I don’t understand at first what I’m looking at.
Mrs. Curtis uses a yellow pencil to walk me through the columns. There are so many days that I thought Sam was in school when he wasn’t at school I can’t understand.
I don’t look at Sam. I just look at the columns. But I can’t control what my face is doing.
“Not bad, Sam. Pretty impressive, really.” But my heart’s in my throat, because where has he been when he hasn’t been in school?
“We are reading Shakespeare,” Mrs. Curtis says. “Sam has important things to say that he is not saying, because he is rarely in class.”
I nod. How did I let him wear that torn Clash T-shirt, and why hasn’t he cut his hair?
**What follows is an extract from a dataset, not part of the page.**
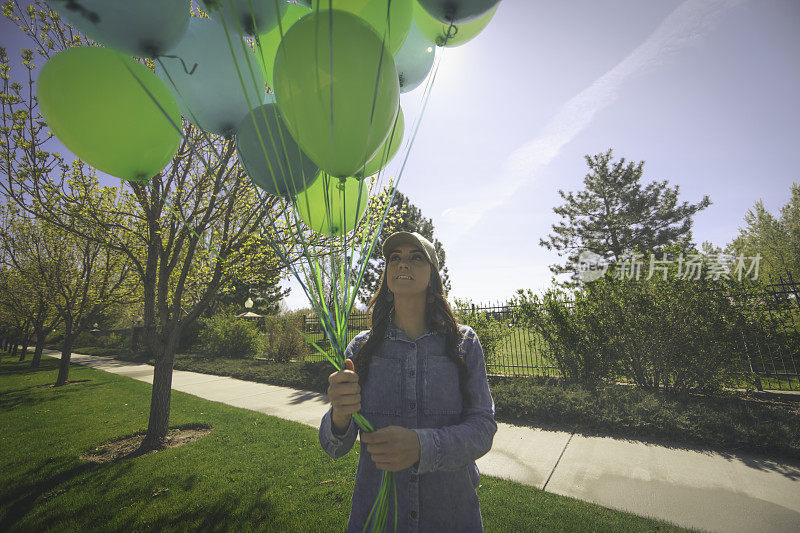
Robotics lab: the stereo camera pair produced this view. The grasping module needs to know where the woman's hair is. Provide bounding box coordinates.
[353,256,471,405]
“When Sam does talk, he often makes good comments, but then he disparages his comments, which sets a tone for the class and sabotages any good points he made earlier.”
“But the girls already know everything,” he says. “They know all the answers, so it’s not even worth it to talk.”
I look at Mrs. Curtis and want to remind her about the bridge and Liam and to tell her that Sam has come pretty far and that he’s better than this. Better than Mrs. Curtis thinks.
But there is no chance to talk, really, because Mrs. Curtis speaks qui
ckly.
“You’re a leader of the class, Sam. You can figure out how to handle five girls. The others follow your cue.”
Here she turns and speaks directly to me. “He talks over me and under me, Mrs. Archer. I can’t seem to get him to quiet down.” Then she stares at Sam for a moment through her reading glasses, which are attached to a long brass chain that hangs around her neck. “I really thought he’d be my leader.” She shakes her head.
I find this the saddest part, because Mrs. Curtis uses the past tense. As if we’ve already lost Sam to the band in Burlington, Vermont.
I want to tell him that each time he skips school, he lies to me.
Mrs. Curtis says that she’d like to see a better system in our family for getting Sam to school. She’s relying on Kit and me to make this work.
“We’ve got some things going on at home,” I try to tell her.
She stands and nods the kind of nod that implies the Archers always have things going on at home. Then she thanks us for coming in.
When we’re out in the hall of lockers, Sam says, “What’s truancy, Mom?”
I can’t breathe very well. I want to yell things at him and go on a little rant. But whenever I try yelling at him he looks amused, which masks the genuine hurt I think he feels that anyone would ever dare yell at him in the first place. So then I’m up against willful ignorance and righteous indignation.
I don’t answer except to say he’s walking home after school. I’m not coming to get him.
“That’s impossible, Mom. We live on an island, remember?”
“Well, you will have to figure that out, then.”
I HAVE AN APPOINTMENT with Katherine at Hair Creations in the little strip mall across town. On the way over there I call Nettie, the school social worker, and leave a message telling her that we have another problem with Sam. Nettie hasn’t seen Sam in over a year, but I know she’ll understand.
Then I sit in Katherine’s black vinyl chair, and she tells me that she can’t take the Maine winters any longer and is moving to Orlando.